Revenue from pot much needed

I am more than a little shocked and disappointed that the Niles Board of Commissioners chose to call a surprise vote on the ban of future dispensaries during Monday night’s meeting. I can tell you that there are many residents both in and around the City of Niles who were looking forward to the revenue that recreational marijuana would have brought to the area at large. I was also hoping that my public statement to that fact, which was omitted from the public comments, would have sent a clear message to the council that the people will see this pass in due time.

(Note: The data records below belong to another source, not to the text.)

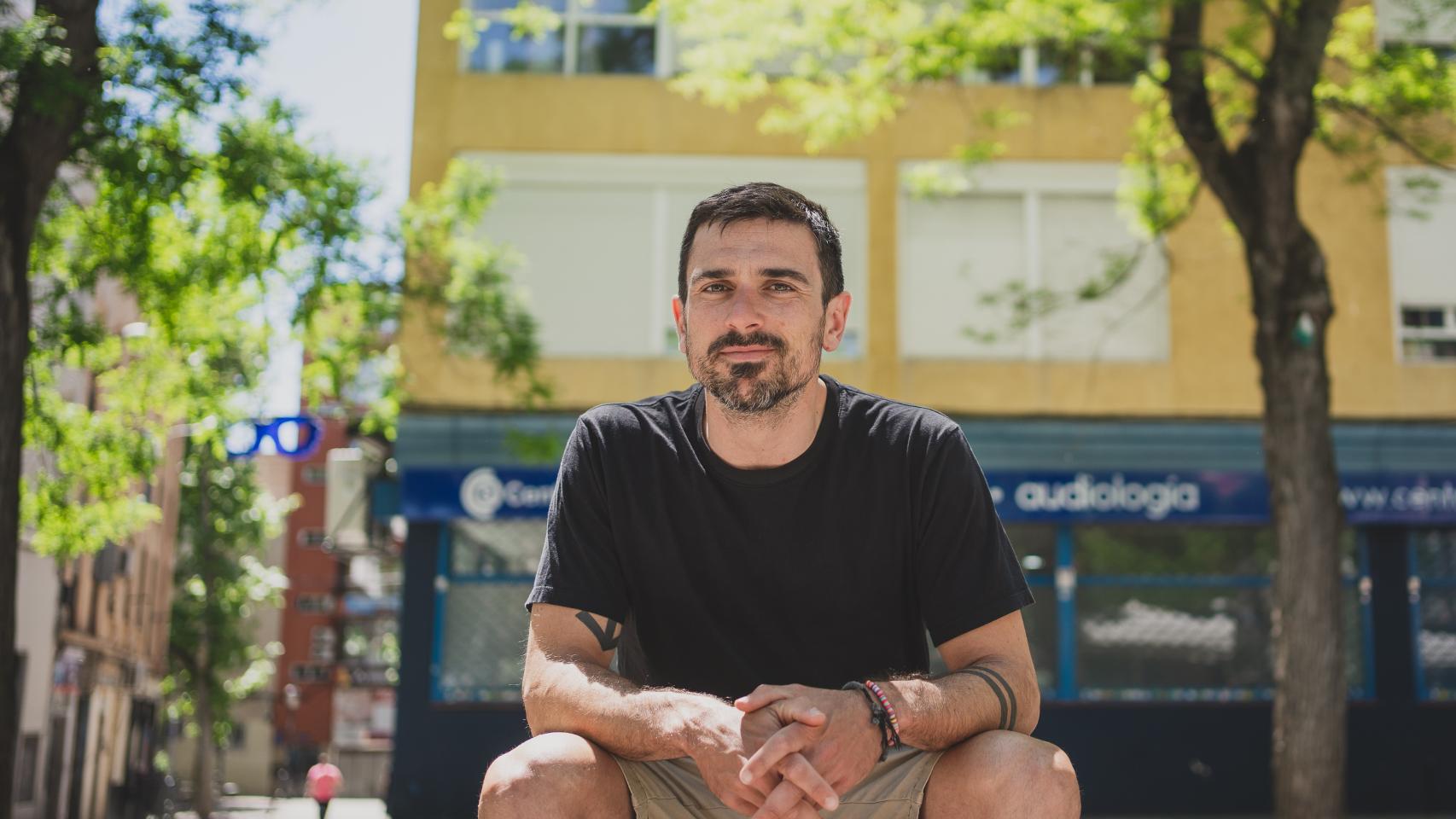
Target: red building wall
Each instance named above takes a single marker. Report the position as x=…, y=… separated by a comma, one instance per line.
x=317, y=577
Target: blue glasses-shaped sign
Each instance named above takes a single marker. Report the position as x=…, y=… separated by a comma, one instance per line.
x=294, y=437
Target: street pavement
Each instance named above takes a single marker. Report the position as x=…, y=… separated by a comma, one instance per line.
x=265, y=808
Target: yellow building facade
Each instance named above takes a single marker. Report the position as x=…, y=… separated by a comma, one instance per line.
x=1208, y=369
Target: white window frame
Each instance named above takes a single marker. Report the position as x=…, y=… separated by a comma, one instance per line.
x=1401, y=301
x=1031, y=181
x=641, y=172
x=1445, y=334
x=1029, y=64
x=574, y=18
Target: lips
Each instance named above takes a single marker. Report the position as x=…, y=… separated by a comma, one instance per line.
x=746, y=354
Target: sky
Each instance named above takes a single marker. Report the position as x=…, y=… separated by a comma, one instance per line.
x=348, y=66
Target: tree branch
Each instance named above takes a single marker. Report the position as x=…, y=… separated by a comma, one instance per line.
x=1243, y=73
x=1299, y=54
x=50, y=108
x=1391, y=133
x=1193, y=111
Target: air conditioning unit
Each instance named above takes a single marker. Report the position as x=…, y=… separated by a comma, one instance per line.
x=346, y=508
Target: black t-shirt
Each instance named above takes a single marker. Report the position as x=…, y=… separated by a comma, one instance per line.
x=823, y=571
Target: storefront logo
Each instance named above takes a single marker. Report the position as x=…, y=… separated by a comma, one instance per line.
x=1084, y=493
x=480, y=493
x=485, y=497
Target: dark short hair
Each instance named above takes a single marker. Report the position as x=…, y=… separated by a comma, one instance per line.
x=773, y=202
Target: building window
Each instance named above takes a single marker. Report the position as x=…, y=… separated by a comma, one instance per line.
x=488, y=578
x=1402, y=24
x=1433, y=617
x=313, y=602
x=311, y=672
x=1027, y=231
x=1421, y=245
x=1053, y=64
x=629, y=214
x=599, y=37
x=1427, y=332
x=1183, y=613
x=321, y=643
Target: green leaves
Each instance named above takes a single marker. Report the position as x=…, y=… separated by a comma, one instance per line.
x=463, y=278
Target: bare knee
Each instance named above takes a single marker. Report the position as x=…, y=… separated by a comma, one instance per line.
x=550, y=774
x=1005, y=774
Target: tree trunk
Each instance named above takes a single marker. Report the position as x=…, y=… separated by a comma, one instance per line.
x=50, y=107
x=15, y=348
x=202, y=680
x=1293, y=305
x=206, y=746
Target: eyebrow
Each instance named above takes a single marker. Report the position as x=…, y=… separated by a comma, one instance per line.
x=765, y=274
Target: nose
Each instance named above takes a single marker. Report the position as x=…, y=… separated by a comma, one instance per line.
x=743, y=311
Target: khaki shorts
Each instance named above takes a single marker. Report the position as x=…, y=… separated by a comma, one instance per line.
x=673, y=789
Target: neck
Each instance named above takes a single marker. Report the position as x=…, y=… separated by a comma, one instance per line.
x=756, y=441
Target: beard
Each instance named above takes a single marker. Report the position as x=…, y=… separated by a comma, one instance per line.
x=754, y=387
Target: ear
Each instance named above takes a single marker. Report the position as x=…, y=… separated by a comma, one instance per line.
x=682, y=325
x=836, y=315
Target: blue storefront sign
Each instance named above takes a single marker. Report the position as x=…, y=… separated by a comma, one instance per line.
x=1021, y=497
x=482, y=493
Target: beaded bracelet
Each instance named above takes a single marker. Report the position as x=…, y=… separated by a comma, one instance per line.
x=890, y=712
x=877, y=716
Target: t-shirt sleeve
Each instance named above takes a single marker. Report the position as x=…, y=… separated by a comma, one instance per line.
x=579, y=565
x=969, y=573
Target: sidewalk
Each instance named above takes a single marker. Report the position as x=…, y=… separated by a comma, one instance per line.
x=264, y=808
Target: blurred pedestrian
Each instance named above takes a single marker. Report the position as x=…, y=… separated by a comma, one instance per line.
x=325, y=781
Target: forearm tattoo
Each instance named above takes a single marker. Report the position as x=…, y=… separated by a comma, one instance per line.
x=1004, y=693
x=609, y=637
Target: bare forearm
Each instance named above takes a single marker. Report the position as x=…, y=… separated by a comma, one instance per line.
x=989, y=694
x=632, y=722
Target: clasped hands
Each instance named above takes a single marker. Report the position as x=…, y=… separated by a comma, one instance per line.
x=797, y=748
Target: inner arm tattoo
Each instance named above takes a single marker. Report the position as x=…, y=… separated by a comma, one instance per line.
x=1004, y=693
x=609, y=637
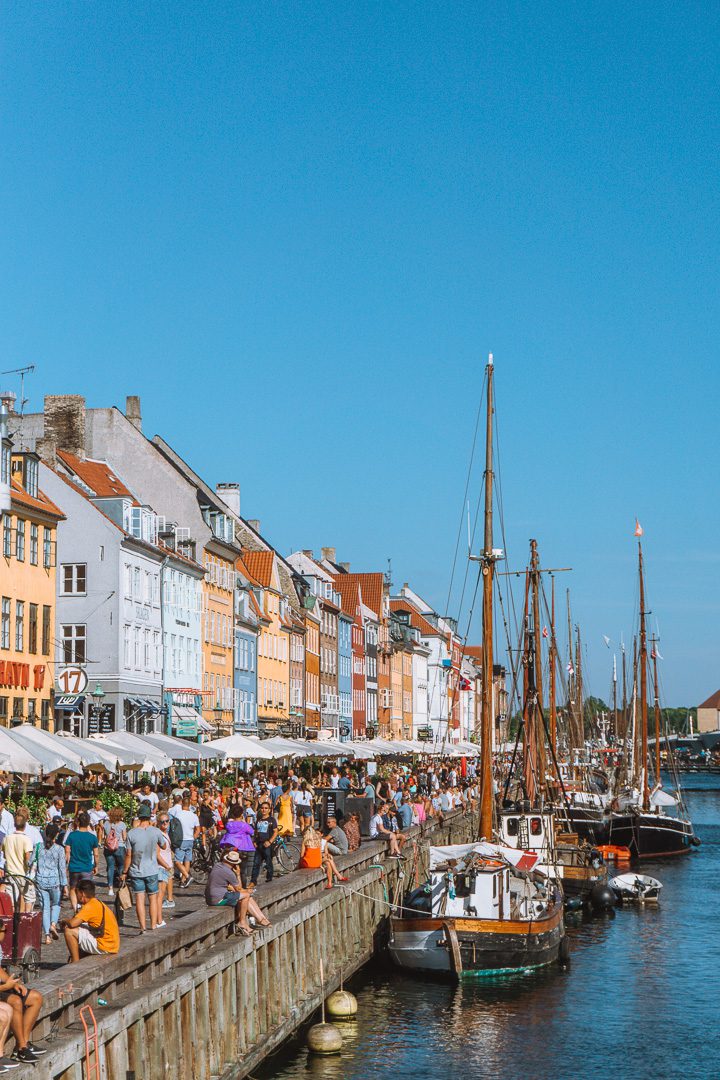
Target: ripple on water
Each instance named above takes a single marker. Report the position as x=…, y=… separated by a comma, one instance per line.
x=639, y=1000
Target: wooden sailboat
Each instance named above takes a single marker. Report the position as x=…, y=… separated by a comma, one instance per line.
x=639, y=819
x=643, y=824
x=480, y=912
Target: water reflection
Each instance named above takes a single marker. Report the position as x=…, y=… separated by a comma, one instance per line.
x=639, y=999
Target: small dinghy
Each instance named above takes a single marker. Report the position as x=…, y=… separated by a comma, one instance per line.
x=636, y=888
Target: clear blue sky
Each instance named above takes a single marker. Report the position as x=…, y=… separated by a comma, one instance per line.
x=296, y=230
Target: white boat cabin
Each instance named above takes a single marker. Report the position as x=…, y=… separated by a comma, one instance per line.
x=480, y=881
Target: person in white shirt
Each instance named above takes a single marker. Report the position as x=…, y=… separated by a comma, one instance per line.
x=97, y=814
x=379, y=832
x=54, y=811
x=190, y=823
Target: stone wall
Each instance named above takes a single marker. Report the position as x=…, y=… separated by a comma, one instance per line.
x=198, y=1003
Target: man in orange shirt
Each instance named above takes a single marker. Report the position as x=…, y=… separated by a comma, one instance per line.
x=94, y=929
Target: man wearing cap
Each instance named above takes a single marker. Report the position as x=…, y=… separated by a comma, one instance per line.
x=223, y=889
x=143, y=867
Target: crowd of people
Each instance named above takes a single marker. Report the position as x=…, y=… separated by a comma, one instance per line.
x=236, y=820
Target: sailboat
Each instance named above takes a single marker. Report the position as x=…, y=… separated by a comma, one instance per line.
x=532, y=823
x=483, y=909
x=641, y=820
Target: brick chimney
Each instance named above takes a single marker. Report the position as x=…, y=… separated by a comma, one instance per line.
x=230, y=495
x=64, y=427
x=133, y=410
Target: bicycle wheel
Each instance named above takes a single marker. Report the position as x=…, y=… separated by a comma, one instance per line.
x=288, y=854
x=200, y=866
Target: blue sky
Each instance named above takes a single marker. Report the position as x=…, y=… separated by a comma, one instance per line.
x=296, y=230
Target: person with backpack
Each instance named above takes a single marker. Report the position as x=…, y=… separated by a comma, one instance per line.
x=94, y=929
x=114, y=834
x=51, y=880
x=175, y=831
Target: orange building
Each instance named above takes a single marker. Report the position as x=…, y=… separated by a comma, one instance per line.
x=27, y=595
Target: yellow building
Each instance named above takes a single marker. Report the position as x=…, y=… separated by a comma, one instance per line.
x=273, y=643
x=395, y=694
x=27, y=595
x=218, y=636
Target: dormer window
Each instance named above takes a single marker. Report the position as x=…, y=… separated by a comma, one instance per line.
x=25, y=469
x=141, y=523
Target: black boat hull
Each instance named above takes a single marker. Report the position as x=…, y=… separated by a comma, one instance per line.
x=647, y=835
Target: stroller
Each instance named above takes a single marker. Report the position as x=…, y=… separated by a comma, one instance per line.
x=22, y=945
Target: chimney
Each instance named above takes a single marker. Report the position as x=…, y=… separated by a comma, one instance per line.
x=133, y=412
x=230, y=495
x=64, y=428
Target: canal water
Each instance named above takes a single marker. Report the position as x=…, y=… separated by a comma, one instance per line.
x=640, y=999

It is my hope that with the addition of new council members the resolution to ban new recreational marijuana dispensaries will be quickly overturned.

Jill Meuninck,

Edwardsburg, Michigan

Switch to renewable energy now

Major hurricanes have cost the U.S. over $780 billion. All but one of the most expensive of these has occurred since 2000. The cost of forest fires is approaching $3 billion annually and is increasing yearly. These figures don’t include tropical storms, nor does it include the number of people who lose their lives or have their lives affected by pollution or resettlement. How can we measure the cost of these events?

The Intergovernmental Panel on Climate Change’s latest report stated that we have a very short time to switch to renewable energy

Switching to renewable energy is one of the most important strategies that offer a possible solution to a future that nobody wants to think about.

Thomas Rea,

Edwardsburg, Michigan

Open your minds to marijuana

Regarding Betty Mydland’s letter on medical marijuana: It’s simple. Our conservative representatives choose to keep their minds closed to the benefits of medical marijuana. The scare tactics that have been used concerning the “drug” since the 1930s are still strong in their psyches. It’s to “protect the children.” You know, the 8-year-olds that are always buying booze from the liquor stores and opioids from their neighborhood pharmacy.

That’s the “official” version.

In truth, the pharmaceutical companies don’t want to compete with something that a person can grow themselves. The story is that it’s too hard to regulate: I call bull excrement on that. Check the laws on selling alcohol, tobacco products, vape products, and, yes, prescription drugs. Why would it be harder to regulate than those. We can brew our own beer, make our own wine, grow our own tobacco legally. Medical marijuana should be no harder to regulate than those.